If I look in one direction I see nature. I try to look in the other direction I see visual pollution of all sorts, but the utility poles and the wires are the worst.
This is a unique location in that I have the possibility of looking towards nature as opposed to being engulfed or accosted by the pollution.
In most instances we don’t have this nature option these days, and it is all visual pollution.
Which explains why so many of us need to get out into the country from time to time because our visual senses are so bombarded with noise, visual noise, that it makes us churn inside and we are so accustomed to it that after a while we don’t even realize it.

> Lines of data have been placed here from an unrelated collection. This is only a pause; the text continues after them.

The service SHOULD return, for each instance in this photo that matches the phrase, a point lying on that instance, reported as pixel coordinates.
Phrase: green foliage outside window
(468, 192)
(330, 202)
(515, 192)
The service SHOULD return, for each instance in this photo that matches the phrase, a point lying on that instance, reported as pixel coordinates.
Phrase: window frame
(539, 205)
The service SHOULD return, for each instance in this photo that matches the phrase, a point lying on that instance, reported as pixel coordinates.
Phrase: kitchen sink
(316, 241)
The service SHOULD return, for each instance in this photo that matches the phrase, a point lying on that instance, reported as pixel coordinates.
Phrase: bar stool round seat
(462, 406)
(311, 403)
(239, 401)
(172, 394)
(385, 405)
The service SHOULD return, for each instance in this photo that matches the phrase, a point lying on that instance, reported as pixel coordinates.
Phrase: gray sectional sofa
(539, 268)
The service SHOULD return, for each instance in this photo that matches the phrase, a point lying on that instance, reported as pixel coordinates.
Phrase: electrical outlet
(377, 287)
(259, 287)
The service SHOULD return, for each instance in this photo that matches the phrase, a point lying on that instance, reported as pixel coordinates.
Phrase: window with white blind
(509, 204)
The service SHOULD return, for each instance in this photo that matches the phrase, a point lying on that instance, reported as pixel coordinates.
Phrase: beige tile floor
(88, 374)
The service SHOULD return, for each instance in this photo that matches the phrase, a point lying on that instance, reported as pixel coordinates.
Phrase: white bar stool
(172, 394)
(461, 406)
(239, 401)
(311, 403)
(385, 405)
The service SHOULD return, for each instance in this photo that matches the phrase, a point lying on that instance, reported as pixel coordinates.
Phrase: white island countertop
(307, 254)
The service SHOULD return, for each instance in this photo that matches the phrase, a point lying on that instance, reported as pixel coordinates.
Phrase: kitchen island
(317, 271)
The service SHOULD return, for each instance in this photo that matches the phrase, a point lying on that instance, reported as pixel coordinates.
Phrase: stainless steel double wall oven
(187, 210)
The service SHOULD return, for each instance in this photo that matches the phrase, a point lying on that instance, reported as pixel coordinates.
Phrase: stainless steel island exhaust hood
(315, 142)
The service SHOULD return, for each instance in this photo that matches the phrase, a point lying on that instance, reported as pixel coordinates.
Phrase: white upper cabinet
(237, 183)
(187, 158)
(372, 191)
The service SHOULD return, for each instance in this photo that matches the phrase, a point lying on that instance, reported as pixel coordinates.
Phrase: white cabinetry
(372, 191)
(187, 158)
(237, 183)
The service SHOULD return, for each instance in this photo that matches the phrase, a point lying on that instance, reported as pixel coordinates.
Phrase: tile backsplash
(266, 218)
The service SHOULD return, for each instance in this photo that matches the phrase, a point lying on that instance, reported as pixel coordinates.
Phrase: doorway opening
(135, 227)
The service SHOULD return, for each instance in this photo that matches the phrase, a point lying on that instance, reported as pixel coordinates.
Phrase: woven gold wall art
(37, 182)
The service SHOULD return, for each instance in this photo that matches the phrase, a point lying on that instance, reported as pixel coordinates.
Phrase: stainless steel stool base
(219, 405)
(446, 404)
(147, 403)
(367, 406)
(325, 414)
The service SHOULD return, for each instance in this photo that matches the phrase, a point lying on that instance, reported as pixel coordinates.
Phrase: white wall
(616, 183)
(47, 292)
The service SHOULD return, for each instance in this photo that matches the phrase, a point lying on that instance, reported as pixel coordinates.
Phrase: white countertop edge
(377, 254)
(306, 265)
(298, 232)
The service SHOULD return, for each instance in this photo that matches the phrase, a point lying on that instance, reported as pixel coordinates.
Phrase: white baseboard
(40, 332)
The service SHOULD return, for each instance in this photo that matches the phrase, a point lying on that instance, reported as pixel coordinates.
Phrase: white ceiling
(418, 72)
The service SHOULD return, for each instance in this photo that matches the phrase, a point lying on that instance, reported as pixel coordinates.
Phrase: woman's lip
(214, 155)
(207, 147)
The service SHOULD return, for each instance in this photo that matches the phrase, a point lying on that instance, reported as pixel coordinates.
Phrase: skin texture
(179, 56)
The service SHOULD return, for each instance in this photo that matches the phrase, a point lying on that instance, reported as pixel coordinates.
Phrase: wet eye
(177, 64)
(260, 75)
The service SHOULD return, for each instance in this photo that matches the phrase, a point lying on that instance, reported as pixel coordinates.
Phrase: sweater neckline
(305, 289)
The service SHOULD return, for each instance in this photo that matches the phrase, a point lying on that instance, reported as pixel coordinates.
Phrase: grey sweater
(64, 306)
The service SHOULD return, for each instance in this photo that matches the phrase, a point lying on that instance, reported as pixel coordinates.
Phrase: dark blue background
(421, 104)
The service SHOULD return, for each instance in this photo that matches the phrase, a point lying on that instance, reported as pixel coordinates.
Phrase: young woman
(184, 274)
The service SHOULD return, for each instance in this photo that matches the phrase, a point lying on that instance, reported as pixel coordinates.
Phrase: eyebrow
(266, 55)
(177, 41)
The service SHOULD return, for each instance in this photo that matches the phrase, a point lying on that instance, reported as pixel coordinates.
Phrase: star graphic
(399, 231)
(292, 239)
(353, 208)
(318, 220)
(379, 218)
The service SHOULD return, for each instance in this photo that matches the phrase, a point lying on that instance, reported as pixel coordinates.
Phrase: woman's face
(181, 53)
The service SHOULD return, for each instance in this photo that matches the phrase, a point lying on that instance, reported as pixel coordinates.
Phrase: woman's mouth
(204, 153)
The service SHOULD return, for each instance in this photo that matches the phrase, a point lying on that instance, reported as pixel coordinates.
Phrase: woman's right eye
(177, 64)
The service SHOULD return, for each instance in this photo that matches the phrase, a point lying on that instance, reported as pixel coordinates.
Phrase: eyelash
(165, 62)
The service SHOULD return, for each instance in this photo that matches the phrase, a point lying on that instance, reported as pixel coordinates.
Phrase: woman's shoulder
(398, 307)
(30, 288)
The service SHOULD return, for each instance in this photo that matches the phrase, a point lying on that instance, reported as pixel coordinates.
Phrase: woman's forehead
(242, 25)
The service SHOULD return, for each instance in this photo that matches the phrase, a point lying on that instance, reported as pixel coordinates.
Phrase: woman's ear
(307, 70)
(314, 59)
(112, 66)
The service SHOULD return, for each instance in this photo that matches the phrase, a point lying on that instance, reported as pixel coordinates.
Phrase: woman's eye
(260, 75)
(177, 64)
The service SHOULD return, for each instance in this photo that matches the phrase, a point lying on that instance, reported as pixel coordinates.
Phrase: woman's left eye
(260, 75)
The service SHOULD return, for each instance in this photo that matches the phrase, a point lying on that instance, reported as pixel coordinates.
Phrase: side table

Look in one direction and I feel anxiety arising, look in the other direction and I feel a settling into my breathing and a stillness that quiets me.

Why have we allowed so much visual noise? I can also see the high-tension metal electric poles and wires, cables strung from pole to pole, and those actually are in my view as I look towards the trees and the mountains, so even in that direction I feel infringed upon and my view is not pure.

Why have we allowed so much visual noise? I don’t even think our municipalities take it into consideration any longer, if they ever did. Just based on visual noise alone, is it any wonder our society is highly stressed? If I really look around at my environment it is full of visual pollution, quite ugly compared to an unobstructed view of hills and trees and sky.

Again I ask, how did it come about that creature comfort of having electricity and cable in each home and the need for enormous amounts of energy for all the businesses we patronize, took priority over what our surroundings look like? And now that we have allowed this to happen with complete disregard, perhaps total complacency, can we ever fix it?